In 2012 Hurricane Sandy caused flooding in Foerster's Brighton Beach home. The water damage affected boxes of Foerster's early photographs. Rather than discard the prints, he chose to present them as new works, relishing the changed and bleeding colors, staining, and buckling. He states, “At first I thought about them as ruined, but now I’m not sure that’s what really happened. It’s just one way of looking at it.”

=== Found objects, sculptural assemblages, and installations ===
During the 2008 financial crisis, when Foerster's day job assisting artists was tenuous and he had limited resources but more time, he would walk around his neighborhood observing and collecting. He notes,

"I would walk around a lot since I was in a weird transitional period, not photographing and feeling depressed. I would find stuff on these walks that I thought was interesting enough to bring home. I mostly picked up scrap metal and wood. I played with seeing these objects on my walls and adding the photos I had at home. It seemed right. It was closer to my actual train of thought and how I interacted with things...It all added different layers to how I understood seeing and remembering things."

Foerster transforms the discarded objects and natural elements which he collects into sculptural assemblages, integrating them into his installations, presenting these individual objects and arrangements in congress with his photo-based artworks, paintings, drawings, and videos. In his installations Foerster has incorporated mining slag residue from mines in Ontario, the salvaged ink-stained metal printing plates used to print his ‘zines, wooden benches he made with his grandfather, and sundry items the artist finds on the streets of New York or on the beach near his home in Brighton Beach, Brooklyn.

Foerster has noted he is particularly interested in the “in-between stage when something still exists but it no longer functions the way it was intended to." He has stated, "I think composting is a really good metaphor for my work—the entire cycle where old work generates new work—it’s the in-between stage where discarded food gets turned into a rich soil again to grow more food." The artist's process is propelled by his interest in creating “something from nothing”. He has remarked, “I was sick of waste and all this excess shit that was here.”

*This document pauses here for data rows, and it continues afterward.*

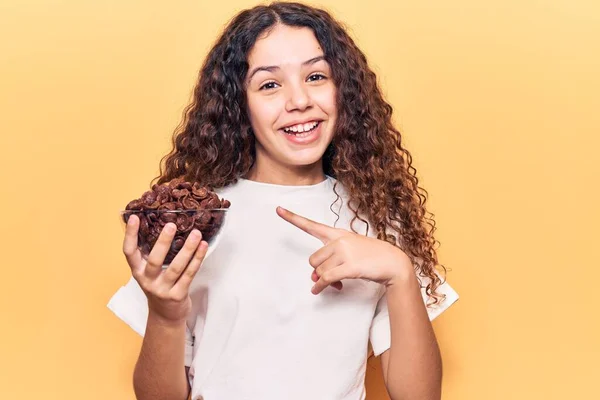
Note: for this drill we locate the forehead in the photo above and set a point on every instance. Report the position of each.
(284, 45)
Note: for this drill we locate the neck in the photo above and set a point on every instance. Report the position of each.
(286, 175)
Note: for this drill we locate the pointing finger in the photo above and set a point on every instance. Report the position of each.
(322, 232)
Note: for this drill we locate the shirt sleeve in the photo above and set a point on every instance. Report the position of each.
(380, 332)
(130, 305)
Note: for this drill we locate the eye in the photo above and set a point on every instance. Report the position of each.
(267, 86)
(316, 77)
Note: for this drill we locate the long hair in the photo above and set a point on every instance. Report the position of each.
(215, 144)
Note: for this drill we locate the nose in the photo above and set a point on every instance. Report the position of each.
(298, 98)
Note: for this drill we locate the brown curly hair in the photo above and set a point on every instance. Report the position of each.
(214, 143)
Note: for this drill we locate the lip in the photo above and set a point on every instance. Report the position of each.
(306, 121)
(313, 137)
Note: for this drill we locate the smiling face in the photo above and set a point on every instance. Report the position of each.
(291, 105)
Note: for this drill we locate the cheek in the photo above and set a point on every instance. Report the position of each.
(263, 112)
(327, 102)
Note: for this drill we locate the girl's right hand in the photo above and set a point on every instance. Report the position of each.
(167, 291)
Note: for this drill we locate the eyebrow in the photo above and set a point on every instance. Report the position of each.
(272, 68)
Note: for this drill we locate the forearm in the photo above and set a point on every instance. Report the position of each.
(415, 367)
(160, 371)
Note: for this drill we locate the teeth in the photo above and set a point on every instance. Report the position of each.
(301, 127)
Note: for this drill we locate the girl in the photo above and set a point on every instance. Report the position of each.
(327, 246)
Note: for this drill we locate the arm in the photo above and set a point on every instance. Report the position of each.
(412, 367)
(160, 373)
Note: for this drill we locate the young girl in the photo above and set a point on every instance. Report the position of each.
(327, 245)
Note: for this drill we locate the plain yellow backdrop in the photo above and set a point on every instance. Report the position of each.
(498, 102)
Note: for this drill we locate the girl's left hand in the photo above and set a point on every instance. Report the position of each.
(347, 255)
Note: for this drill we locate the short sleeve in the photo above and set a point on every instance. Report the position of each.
(130, 305)
(380, 332)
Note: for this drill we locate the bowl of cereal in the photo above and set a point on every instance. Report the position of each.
(188, 205)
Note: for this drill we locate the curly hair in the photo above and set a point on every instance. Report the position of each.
(215, 144)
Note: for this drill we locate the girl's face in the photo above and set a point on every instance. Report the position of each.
(291, 101)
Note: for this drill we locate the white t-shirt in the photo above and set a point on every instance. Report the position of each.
(256, 331)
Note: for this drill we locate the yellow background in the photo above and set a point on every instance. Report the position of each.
(499, 104)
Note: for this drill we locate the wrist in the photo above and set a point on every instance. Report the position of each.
(158, 319)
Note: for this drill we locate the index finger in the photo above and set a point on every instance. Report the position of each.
(130, 248)
(322, 232)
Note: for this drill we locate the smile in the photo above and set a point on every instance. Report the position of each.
(302, 130)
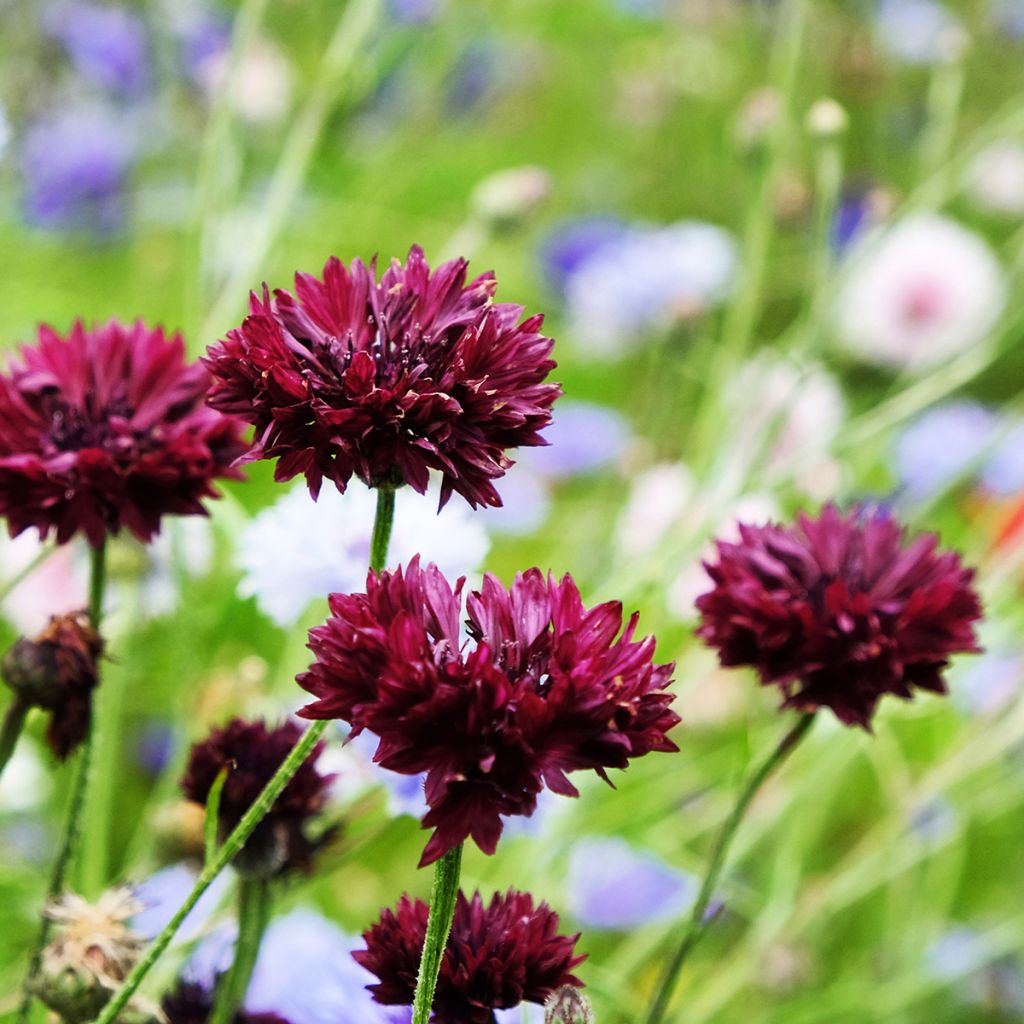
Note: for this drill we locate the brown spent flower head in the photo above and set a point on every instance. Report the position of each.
(839, 610)
(388, 380)
(107, 428)
(498, 955)
(57, 672)
(90, 955)
(251, 753)
(544, 687)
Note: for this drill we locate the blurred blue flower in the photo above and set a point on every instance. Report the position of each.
(75, 167)
(105, 44)
(985, 685)
(162, 894)
(583, 437)
(1004, 470)
(938, 446)
(612, 886)
(569, 244)
(914, 31)
(155, 745)
(1008, 15)
(636, 287)
(305, 973)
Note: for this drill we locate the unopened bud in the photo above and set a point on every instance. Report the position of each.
(567, 1006)
(508, 198)
(826, 119)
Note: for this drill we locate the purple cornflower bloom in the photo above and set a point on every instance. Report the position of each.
(75, 168)
(105, 44)
(613, 886)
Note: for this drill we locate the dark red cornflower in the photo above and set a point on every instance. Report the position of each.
(497, 956)
(190, 1003)
(387, 381)
(108, 428)
(57, 672)
(252, 753)
(840, 610)
(544, 687)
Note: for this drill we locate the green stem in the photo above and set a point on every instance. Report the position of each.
(11, 729)
(695, 927)
(256, 813)
(76, 803)
(254, 912)
(230, 847)
(442, 899)
(382, 527)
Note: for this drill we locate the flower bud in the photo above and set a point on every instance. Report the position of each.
(57, 672)
(506, 199)
(567, 1006)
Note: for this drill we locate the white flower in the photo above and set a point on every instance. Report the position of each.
(995, 178)
(785, 418)
(298, 549)
(641, 284)
(920, 292)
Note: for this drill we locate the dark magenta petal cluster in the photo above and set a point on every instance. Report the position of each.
(541, 686)
(840, 609)
(251, 753)
(500, 954)
(388, 380)
(108, 428)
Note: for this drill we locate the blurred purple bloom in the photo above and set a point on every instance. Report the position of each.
(938, 446)
(305, 973)
(155, 747)
(1004, 470)
(571, 243)
(914, 31)
(202, 38)
(986, 684)
(164, 892)
(583, 437)
(526, 503)
(1008, 15)
(74, 170)
(105, 44)
(615, 887)
(415, 11)
(473, 76)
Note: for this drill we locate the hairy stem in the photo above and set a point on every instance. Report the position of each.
(695, 926)
(256, 813)
(442, 899)
(254, 912)
(76, 803)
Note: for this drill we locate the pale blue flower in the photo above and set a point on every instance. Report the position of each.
(613, 886)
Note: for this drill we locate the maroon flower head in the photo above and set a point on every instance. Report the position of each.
(498, 956)
(543, 687)
(108, 428)
(57, 672)
(252, 753)
(386, 381)
(190, 1003)
(840, 610)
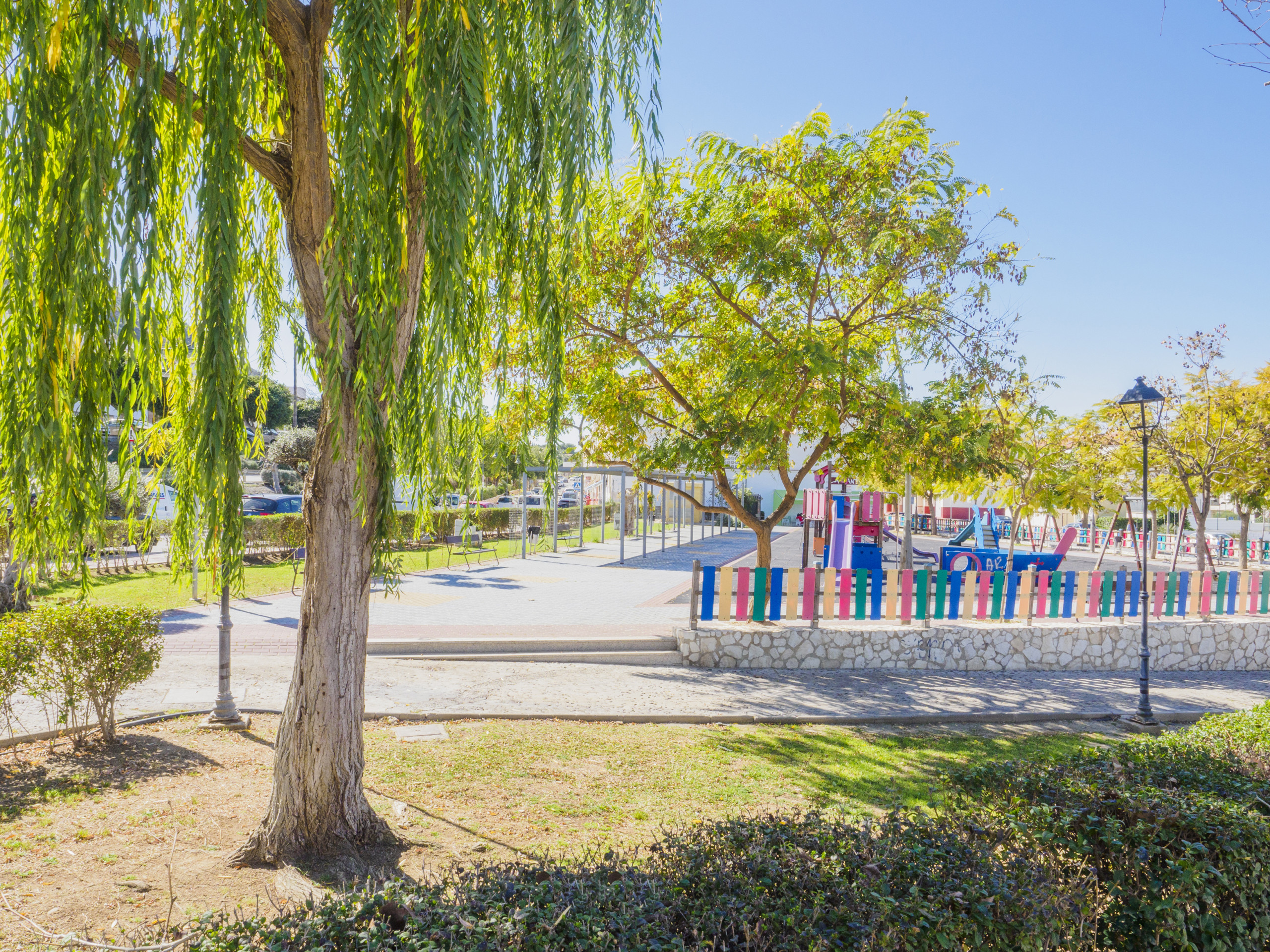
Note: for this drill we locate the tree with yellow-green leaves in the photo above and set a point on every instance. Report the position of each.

== Exhibitions and awards ==
Foerster's work has been exhibited at the Abrons Art Center, New York; Swiss Institute, New York; White Columns, New York; Baxter St at the Camera Club of New York; Pioneer Works, New York; The Museum of Fine Arts, Split; Columbus Museum of Art; Aspen Art Museum; and the Museum of Contemporary Canadian Art, Toronto. Foerster's work was also included in “Rockaway!” organized by MOMA PS1, Rockaway Beach Surf Club, New York 2014. ‘Zines by Foerster were included in the Museum of Modern Art Library exhibition “Millennium Magazines”, 2012. Foerster has shown at Clearing Gallery; Ribordy Thetaz Gallery; Martos Gallery; Kerry Schuss Gallery; Cooper Cole Gallery; The National Exemplar; and Hannah Hoffman Gallery. Foerster's books and 'zines are in the collections of the New York Public Library, Yale University Library, and the Museum of Modern Art library.

In 2011 Foerster curated the exhibition “Harvest Moon” featuring works by his artist friends including Elaine Cameron-Weir, Erik Lindman, Hunter Hunt-Hendrix, Jacob Kassay and others. Mirroring Foerster's own process of subjecting artworks to the elements, and his democratic approach to installing works in various media, Foerster placed the artworks in the backyard and other areas around his Brighton Beach home which was formerly owned by the artist Silvianna Goldsmith.

In 2014 Foerster curated the exhibition “Silvianna Goldsmith” at White Columns, NY 2014. He has also curated exhibitions at ribordy contemporary, Geneva 2014, and Martos Gallery, New York, 2014.

Foerster was the recipient of the Artadia NADA award in 2013 and received a Pollock Krasner foundation grant in 2012.

== Personal life ==
Ryan Foerster was born in 1983 in Newmarket Canada. He lives in Brighton Beach, Brooklyn New York.